Monday 30 September 2013

Winter Spring

In February 2005 Dave was diagnosed with a brain tumour.  He was operated on in Hope Hospital, Eccles.  The hospital is on the edge of a mill town, once Lancashire and now engulfed by Greater Manchester.  The ward had only small windows, high up, rectangles which made a mockery of the orientation landscape.  You couldn't sit and see out of the windows but you could lie down, as of course the patients do, and look up through them.  It was cold.  Through the windows Dave could see the scrawny upper twigs of the winter trees, and falling through those twigs were huge flakes of snow, slowly tumbling.  With a look of imploring, willing me to understand everything he wished to communicate, he said to me "I like trees" and with that phrase pleaded with me to know.  I knew.

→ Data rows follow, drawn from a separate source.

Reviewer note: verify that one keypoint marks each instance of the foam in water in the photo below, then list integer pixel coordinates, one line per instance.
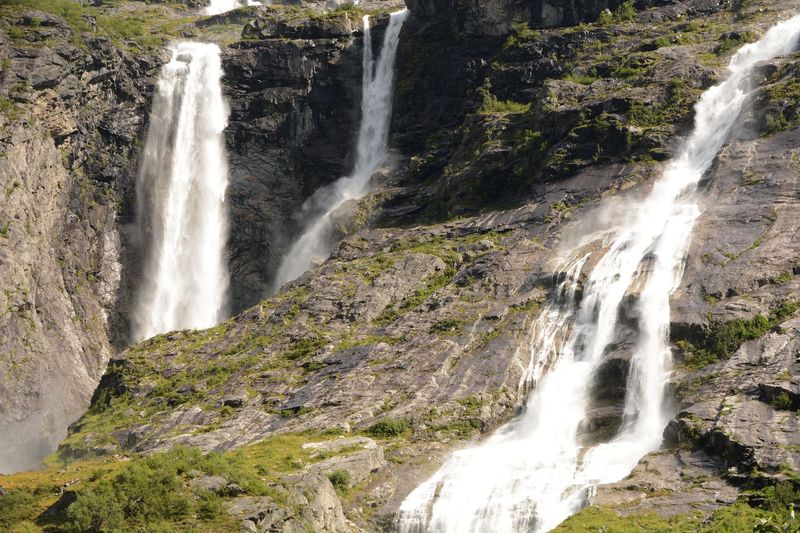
(373, 137)
(181, 197)
(536, 471)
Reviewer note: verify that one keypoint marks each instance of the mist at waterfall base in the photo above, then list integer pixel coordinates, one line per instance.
(371, 150)
(540, 468)
(181, 187)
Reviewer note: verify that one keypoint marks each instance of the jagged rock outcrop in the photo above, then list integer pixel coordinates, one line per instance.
(69, 129)
(499, 17)
(417, 335)
(293, 92)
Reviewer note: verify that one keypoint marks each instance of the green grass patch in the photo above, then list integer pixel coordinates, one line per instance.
(388, 428)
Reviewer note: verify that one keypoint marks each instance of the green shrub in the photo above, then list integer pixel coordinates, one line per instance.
(13, 507)
(340, 479)
(209, 506)
(492, 106)
(388, 427)
(781, 401)
(451, 326)
(305, 347)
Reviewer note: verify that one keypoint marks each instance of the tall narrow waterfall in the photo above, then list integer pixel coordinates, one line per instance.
(373, 137)
(536, 471)
(181, 197)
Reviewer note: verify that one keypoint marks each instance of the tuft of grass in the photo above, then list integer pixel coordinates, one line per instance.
(493, 106)
(388, 428)
(340, 479)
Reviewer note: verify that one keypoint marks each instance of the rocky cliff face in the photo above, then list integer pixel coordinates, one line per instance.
(355, 381)
(499, 17)
(293, 85)
(71, 121)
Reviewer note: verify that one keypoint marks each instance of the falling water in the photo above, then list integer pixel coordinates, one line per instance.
(217, 7)
(181, 197)
(536, 471)
(371, 149)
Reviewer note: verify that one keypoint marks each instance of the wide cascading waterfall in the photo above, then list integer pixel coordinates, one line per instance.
(538, 469)
(371, 150)
(181, 197)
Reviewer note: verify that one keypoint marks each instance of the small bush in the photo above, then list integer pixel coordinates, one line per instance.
(492, 106)
(388, 427)
(781, 401)
(340, 479)
(450, 326)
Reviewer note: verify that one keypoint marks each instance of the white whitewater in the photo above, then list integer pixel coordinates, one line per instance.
(535, 472)
(371, 149)
(217, 7)
(181, 197)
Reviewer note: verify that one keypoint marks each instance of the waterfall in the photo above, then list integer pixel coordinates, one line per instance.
(371, 149)
(217, 7)
(536, 471)
(181, 197)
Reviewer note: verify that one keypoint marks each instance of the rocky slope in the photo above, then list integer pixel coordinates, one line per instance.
(356, 380)
(69, 130)
(75, 102)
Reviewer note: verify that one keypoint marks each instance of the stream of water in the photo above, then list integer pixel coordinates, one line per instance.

By autumn he was really sick.  He couldn't be left.  Some afternoons we had a longer visit from a carer, an hour which gave me time to walk the mile to Morrisons and return home with essentials.  I got to go outside the house which we were both now tied to, curiously held indoors by no obvious force other than the inability to leave.  Dave had always lived as much outdoors as he could, as had I.  But I got to get out there and walk home kicking the piled up horse chestnut leaves and prickly cases.  I picked up three conkers to take home for Dave, to share with him the autumn which was taking place somehow without us.  He barely glanced at the gift.

Today I walked back from Eccles and saw the first of the season's conkers on the pavement with the first fallings of the leaves.  I let them be.